Но такой оптимизм вместо сострадания вызвал у Лоррен новый всплеск раздражения.
— Все, с меня хватит! — Она вскочила.
— Но, Лорри, сейчас время чая. Скоро придет Джеймс...
— Я ничего не могу есть.
— По-моему, идет дождь...
— Пусть дождь!
Лоррен бросилась наверх в свою комнату, переоделась в старые брюки и набросила ветровку. Спустившись, крикнула матери:
— Когда придет твой любимчик, скажи ему... — к ее досаде, голос немного дрогнул, — все, что я о нем думаю.
Хлопнув дверью, Лоррен выбежала из дома. Она знала, куда идти, — в ее убежище. Добравшись до холмов, она бродила по тропинкам, и запах сырых листьев будоражил, пьянил и уносил ее в то время, когда она была счастлива. Но сейчас все это отравлял захлестнувший ее гнев, и Лоррен не хотела прикасаться к дорогим воспоминаниям. Она шла так быстро, что начала задыхаться, но упорно поднималась на вершину холма, ни разу не посмотрев вниз, чтобы полюбоваться, как обычно, прекрасными видами. Теперь ничто не имело для нее значения.
Девушка села под деревом на сырую землю и обхватила колени руками. Дождь не прекращался. Крупные капли скатывались по капюшону Лоррен. Февральский день был пасмурным и холодным, и девушка уже начала зябнуть. Но она продолжала неподвижно сидеть, пытаясь успокоиться и привести хаос своих мыслей и чувств хоть в какой-то порядок.
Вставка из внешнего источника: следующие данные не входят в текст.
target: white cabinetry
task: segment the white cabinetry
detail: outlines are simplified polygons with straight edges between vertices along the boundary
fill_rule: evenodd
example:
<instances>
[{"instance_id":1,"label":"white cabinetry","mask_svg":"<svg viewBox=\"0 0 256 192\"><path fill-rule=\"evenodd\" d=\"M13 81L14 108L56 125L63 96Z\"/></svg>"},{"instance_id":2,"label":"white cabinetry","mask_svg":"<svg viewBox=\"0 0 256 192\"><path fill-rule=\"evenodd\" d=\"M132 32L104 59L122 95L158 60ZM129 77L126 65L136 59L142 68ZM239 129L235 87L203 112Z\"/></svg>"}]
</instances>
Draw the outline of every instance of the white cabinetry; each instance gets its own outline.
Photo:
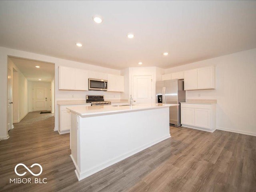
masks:
<instances>
[{"instance_id":1,"label":"white cabinetry","mask_svg":"<svg viewBox=\"0 0 256 192\"><path fill-rule=\"evenodd\" d=\"M183 72L179 71L170 74L164 74L162 75L162 80L170 80L170 79L182 79L184 78Z\"/></svg>"},{"instance_id":2,"label":"white cabinetry","mask_svg":"<svg viewBox=\"0 0 256 192\"><path fill-rule=\"evenodd\" d=\"M93 79L106 80L108 78L108 74L106 73L99 73L96 71L91 71L89 72L89 77Z\"/></svg>"},{"instance_id":3,"label":"white cabinetry","mask_svg":"<svg viewBox=\"0 0 256 192\"><path fill-rule=\"evenodd\" d=\"M75 71L75 90L88 90L89 72L82 69L76 69Z\"/></svg>"},{"instance_id":4,"label":"white cabinetry","mask_svg":"<svg viewBox=\"0 0 256 192\"><path fill-rule=\"evenodd\" d=\"M215 70L213 66L185 71L184 89L215 89Z\"/></svg>"},{"instance_id":5,"label":"white cabinetry","mask_svg":"<svg viewBox=\"0 0 256 192\"><path fill-rule=\"evenodd\" d=\"M170 80L171 79L170 74L164 74L162 75L162 80L165 81L166 80Z\"/></svg>"},{"instance_id":6,"label":"white cabinetry","mask_svg":"<svg viewBox=\"0 0 256 192\"><path fill-rule=\"evenodd\" d=\"M181 103L180 108L183 126L210 132L216 129L215 104Z\"/></svg>"},{"instance_id":7,"label":"white cabinetry","mask_svg":"<svg viewBox=\"0 0 256 192\"><path fill-rule=\"evenodd\" d=\"M121 75L108 74L108 92L124 92L124 78Z\"/></svg>"},{"instance_id":8,"label":"white cabinetry","mask_svg":"<svg viewBox=\"0 0 256 192\"><path fill-rule=\"evenodd\" d=\"M184 90L197 89L197 70L192 69L184 72Z\"/></svg>"},{"instance_id":9,"label":"white cabinetry","mask_svg":"<svg viewBox=\"0 0 256 192\"><path fill-rule=\"evenodd\" d=\"M59 66L59 89L88 90L88 71L64 66Z\"/></svg>"},{"instance_id":10,"label":"white cabinetry","mask_svg":"<svg viewBox=\"0 0 256 192\"><path fill-rule=\"evenodd\" d=\"M214 87L214 73L213 66L197 69L197 88L212 89Z\"/></svg>"},{"instance_id":11,"label":"white cabinetry","mask_svg":"<svg viewBox=\"0 0 256 192\"><path fill-rule=\"evenodd\" d=\"M59 66L59 89L74 90L75 89L75 69Z\"/></svg>"},{"instance_id":12,"label":"white cabinetry","mask_svg":"<svg viewBox=\"0 0 256 192\"><path fill-rule=\"evenodd\" d=\"M171 74L171 76L172 79L182 79L184 78L183 76L183 71L179 71L179 72L176 72L175 73L172 73Z\"/></svg>"},{"instance_id":13,"label":"white cabinetry","mask_svg":"<svg viewBox=\"0 0 256 192\"><path fill-rule=\"evenodd\" d=\"M90 106L90 104L58 105L59 127L58 131L60 134L69 133L70 129L70 112L66 108L68 107L76 106L81 105Z\"/></svg>"}]
</instances>

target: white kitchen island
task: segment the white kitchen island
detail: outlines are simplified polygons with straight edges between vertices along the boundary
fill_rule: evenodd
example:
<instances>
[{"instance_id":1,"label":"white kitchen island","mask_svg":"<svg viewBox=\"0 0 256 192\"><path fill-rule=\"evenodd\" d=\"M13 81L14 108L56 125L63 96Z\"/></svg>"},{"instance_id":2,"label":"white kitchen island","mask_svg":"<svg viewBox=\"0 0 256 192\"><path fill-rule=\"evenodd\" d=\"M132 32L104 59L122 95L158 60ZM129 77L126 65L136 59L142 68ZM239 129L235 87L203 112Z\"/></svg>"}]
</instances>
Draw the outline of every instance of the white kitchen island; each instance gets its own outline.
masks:
<instances>
[{"instance_id":1,"label":"white kitchen island","mask_svg":"<svg viewBox=\"0 0 256 192\"><path fill-rule=\"evenodd\" d=\"M169 107L174 105L67 107L70 156L78 180L170 137Z\"/></svg>"}]
</instances>

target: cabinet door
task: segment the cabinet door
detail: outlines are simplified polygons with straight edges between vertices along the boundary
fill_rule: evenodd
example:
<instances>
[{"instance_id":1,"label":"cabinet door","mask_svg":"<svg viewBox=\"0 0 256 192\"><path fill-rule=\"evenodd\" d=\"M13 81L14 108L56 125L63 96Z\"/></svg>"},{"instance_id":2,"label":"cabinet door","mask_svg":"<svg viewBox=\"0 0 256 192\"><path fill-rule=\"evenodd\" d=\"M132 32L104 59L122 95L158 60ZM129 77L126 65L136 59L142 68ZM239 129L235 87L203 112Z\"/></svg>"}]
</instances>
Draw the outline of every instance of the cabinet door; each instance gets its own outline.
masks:
<instances>
[{"instance_id":1,"label":"cabinet door","mask_svg":"<svg viewBox=\"0 0 256 192\"><path fill-rule=\"evenodd\" d=\"M116 87L116 76L111 74L108 74L108 92L115 92Z\"/></svg>"},{"instance_id":2,"label":"cabinet door","mask_svg":"<svg viewBox=\"0 0 256 192\"><path fill-rule=\"evenodd\" d=\"M183 77L183 72L180 71L176 73L172 73L171 74L171 76L172 79L182 79L184 78Z\"/></svg>"},{"instance_id":3,"label":"cabinet door","mask_svg":"<svg viewBox=\"0 0 256 192\"><path fill-rule=\"evenodd\" d=\"M69 110L62 110L60 114L60 131L70 129L70 112Z\"/></svg>"},{"instance_id":4,"label":"cabinet door","mask_svg":"<svg viewBox=\"0 0 256 192\"><path fill-rule=\"evenodd\" d=\"M124 78L121 75L116 76L116 91L117 92L124 92Z\"/></svg>"},{"instance_id":5,"label":"cabinet door","mask_svg":"<svg viewBox=\"0 0 256 192\"><path fill-rule=\"evenodd\" d=\"M59 89L75 90L75 69L59 66Z\"/></svg>"},{"instance_id":6,"label":"cabinet door","mask_svg":"<svg viewBox=\"0 0 256 192\"><path fill-rule=\"evenodd\" d=\"M184 90L197 89L197 70L192 69L184 72Z\"/></svg>"},{"instance_id":7,"label":"cabinet door","mask_svg":"<svg viewBox=\"0 0 256 192\"><path fill-rule=\"evenodd\" d=\"M166 80L170 80L171 79L170 74L164 74L162 75L162 80L165 81Z\"/></svg>"},{"instance_id":8,"label":"cabinet door","mask_svg":"<svg viewBox=\"0 0 256 192\"><path fill-rule=\"evenodd\" d=\"M194 109L195 126L211 129L211 110Z\"/></svg>"},{"instance_id":9,"label":"cabinet door","mask_svg":"<svg viewBox=\"0 0 256 192\"><path fill-rule=\"evenodd\" d=\"M89 78L93 79L98 79L98 73L96 71L90 71L89 72Z\"/></svg>"},{"instance_id":10,"label":"cabinet door","mask_svg":"<svg viewBox=\"0 0 256 192\"><path fill-rule=\"evenodd\" d=\"M99 73L98 75L98 78L99 79L104 79L104 80L108 79L108 74L106 73Z\"/></svg>"},{"instance_id":11,"label":"cabinet door","mask_svg":"<svg viewBox=\"0 0 256 192\"><path fill-rule=\"evenodd\" d=\"M85 70L76 69L75 70L76 90L88 90L89 72Z\"/></svg>"},{"instance_id":12,"label":"cabinet door","mask_svg":"<svg viewBox=\"0 0 256 192\"><path fill-rule=\"evenodd\" d=\"M194 109L192 108L181 108L181 122L182 124L194 125Z\"/></svg>"},{"instance_id":13,"label":"cabinet door","mask_svg":"<svg viewBox=\"0 0 256 192\"><path fill-rule=\"evenodd\" d=\"M212 66L197 69L197 88L198 89L214 88Z\"/></svg>"}]
</instances>

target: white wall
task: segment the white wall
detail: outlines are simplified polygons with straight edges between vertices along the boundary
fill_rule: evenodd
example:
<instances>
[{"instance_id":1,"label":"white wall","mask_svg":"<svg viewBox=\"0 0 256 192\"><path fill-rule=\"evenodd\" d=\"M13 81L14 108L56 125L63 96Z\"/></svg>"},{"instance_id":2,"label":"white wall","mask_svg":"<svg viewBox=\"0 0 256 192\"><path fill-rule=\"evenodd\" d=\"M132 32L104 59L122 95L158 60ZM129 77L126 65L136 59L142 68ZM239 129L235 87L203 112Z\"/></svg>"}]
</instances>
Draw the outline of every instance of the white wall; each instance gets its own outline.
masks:
<instances>
[{"instance_id":1,"label":"white wall","mask_svg":"<svg viewBox=\"0 0 256 192\"><path fill-rule=\"evenodd\" d=\"M13 121L18 122L28 112L28 80L12 60L8 60L8 67L12 72Z\"/></svg>"},{"instance_id":2,"label":"white wall","mask_svg":"<svg viewBox=\"0 0 256 192\"><path fill-rule=\"evenodd\" d=\"M0 109L1 115L0 116L0 138L5 138L8 135L7 132L7 57L8 56L21 57L44 61L55 64L55 108L56 109L56 102L58 100L85 99L86 94L102 94L106 95L106 99L118 99L120 98L120 93L106 92L80 91L58 90L58 70L60 65L80 68L87 70L94 70L105 73L120 75L120 71L108 68L99 67L94 65L86 64L65 59L60 59L46 55L36 54L14 49L0 47L0 84L3 90L0 93L1 100L0 102ZM57 130L58 126L58 112L55 111L55 126Z\"/></svg>"},{"instance_id":3,"label":"white wall","mask_svg":"<svg viewBox=\"0 0 256 192\"><path fill-rule=\"evenodd\" d=\"M51 83L28 81L28 110L30 112L33 111L33 88L34 87L44 87L47 88L47 110L50 110L52 106L50 95Z\"/></svg>"},{"instance_id":4,"label":"white wall","mask_svg":"<svg viewBox=\"0 0 256 192\"><path fill-rule=\"evenodd\" d=\"M19 121L19 92L18 72L13 69L12 72L12 114L13 122Z\"/></svg>"},{"instance_id":5,"label":"white wall","mask_svg":"<svg viewBox=\"0 0 256 192\"><path fill-rule=\"evenodd\" d=\"M186 99L217 99L218 129L256 136L256 49L170 68L165 74L211 65L216 66L216 89L187 91Z\"/></svg>"},{"instance_id":6,"label":"white wall","mask_svg":"<svg viewBox=\"0 0 256 192\"><path fill-rule=\"evenodd\" d=\"M54 113L54 78L51 83L51 94L52 95L52 113Z\"/></svg>"}]
</instances>

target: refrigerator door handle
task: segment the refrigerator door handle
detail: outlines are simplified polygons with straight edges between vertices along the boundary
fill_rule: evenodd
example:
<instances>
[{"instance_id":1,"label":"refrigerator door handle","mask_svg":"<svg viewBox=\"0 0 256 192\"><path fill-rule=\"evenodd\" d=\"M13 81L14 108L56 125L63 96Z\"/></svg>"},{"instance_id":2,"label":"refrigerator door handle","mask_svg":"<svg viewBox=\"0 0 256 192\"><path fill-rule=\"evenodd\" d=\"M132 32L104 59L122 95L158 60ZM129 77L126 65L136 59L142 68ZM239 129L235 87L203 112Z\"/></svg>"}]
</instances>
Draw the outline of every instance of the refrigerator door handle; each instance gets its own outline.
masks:
<instances>
[{"instance_id":1,"label":"refrigerator door handle","mask_svg":"<svg viewBox=\"0 0 256 192\"><path fill-rule=\"evenodd\" d=\"M164 103L165 103L165 87L164 87L164 96L163 97L164 98Z\"/></svg>"}]
</instances>

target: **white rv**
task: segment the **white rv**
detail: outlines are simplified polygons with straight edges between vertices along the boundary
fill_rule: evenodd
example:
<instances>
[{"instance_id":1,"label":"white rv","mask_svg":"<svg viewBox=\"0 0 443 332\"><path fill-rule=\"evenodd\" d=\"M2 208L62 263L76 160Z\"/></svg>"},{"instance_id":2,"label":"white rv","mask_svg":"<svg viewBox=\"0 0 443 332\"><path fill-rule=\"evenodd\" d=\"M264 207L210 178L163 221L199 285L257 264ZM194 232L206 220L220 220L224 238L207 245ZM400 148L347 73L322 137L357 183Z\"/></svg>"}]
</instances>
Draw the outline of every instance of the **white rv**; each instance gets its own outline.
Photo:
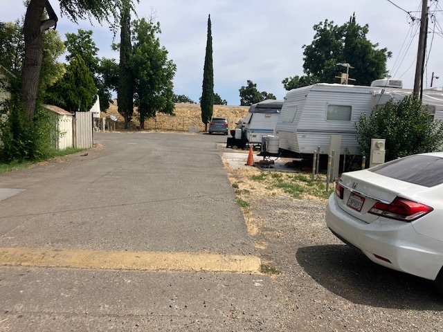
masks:
<instances>
[{"instance_id":1,"label":"white rv","mask_svg":"<svg viewBox=\"0 0 443 332\"><path fill-rule=\"evenodd\" d=\"M296 154L327 154L331 135L341 136L340 154L356 154L355 122L371 111L374 91L379 88L318 83L286 95L275 133L279 147Z\"/></svg>"},{"instance_id":2,"label":"white rv","mask_svg":"<svg viewBox=\"0 0 443 332\"><path fill-rule=\"evenodd\" d=\"M244 136L250 144L261 144L262 136L275 133L283 100L267 100L253 104L244 119Z\"/></svg>"},{"instance_id":3,"label":"white rv","mask_svg":"<svg viewBox=\"0 0 443 332\"><path fill-rule=\"evenodd\" d=\"M275 134L279 147L295 154L329 152L331 136L341 136L340 154L357 154L356 122L360 116L393 98L412 93L401 81L380 80L371 86L318 83L289 91L284 98ZM443 118L443 93L426 90L423 103L435 120Z\"/></svg>"}]
</instances>

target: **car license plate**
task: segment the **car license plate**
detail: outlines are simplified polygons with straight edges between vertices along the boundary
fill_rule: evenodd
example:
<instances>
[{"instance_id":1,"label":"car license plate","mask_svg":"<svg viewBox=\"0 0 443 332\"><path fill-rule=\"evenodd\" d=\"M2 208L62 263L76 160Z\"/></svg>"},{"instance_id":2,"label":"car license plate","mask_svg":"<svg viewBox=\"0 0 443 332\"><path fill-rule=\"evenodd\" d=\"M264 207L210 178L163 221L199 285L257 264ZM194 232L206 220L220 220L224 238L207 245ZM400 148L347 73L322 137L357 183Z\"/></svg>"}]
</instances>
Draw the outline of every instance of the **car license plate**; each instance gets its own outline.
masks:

Здесь было ее тайное укрытие, убежище, твердила она себе. Она должна вновь обрести себя и не думать о том кошмаре в который попала. Но сделать это было не так просто, как сказать. Вскоре Лоррен поняла, что ей нужно справиться с проблемами, найти решение. Проблемы? Она задумалась. Нет, проблема была одна — Алан. Это от него она убегала, а он был здесь, на холме, с ней рядом, преследовал ее, невидимый, но близкий.
Лоррен опустила голову на колени и попыталась переступить через свою злость и представить себя в будущем. Да, работу она должна сменить. И будет лучше, если она уйдет из дома. Жить под одной крышей с этим... этим предателем она больше не сможет. Мать скоро выйдет замуж, и они с Джеймсом планируют купить новый дом. Они приглашали Лоррен жить с ними, но она не пойдет на это. Она сделает то, что и все в ее возрасте — снимет квартиру или комнату. Алан? В его планах, вероятно, женитьба на Марго, которая без раздумий покинет Мэттью, как всех остальных своих мужчин, и вернется к единственной настоящей любви — Алану Дерби.
Вдруг раздался звук шагов: кто-то поднимался на холм. Шаги показались ей знакомыми, и Лоррен вгляделась в темноту, напрягая слух. Невидимка шел твердо и уверенно, он хорошо знал, куда держит путь.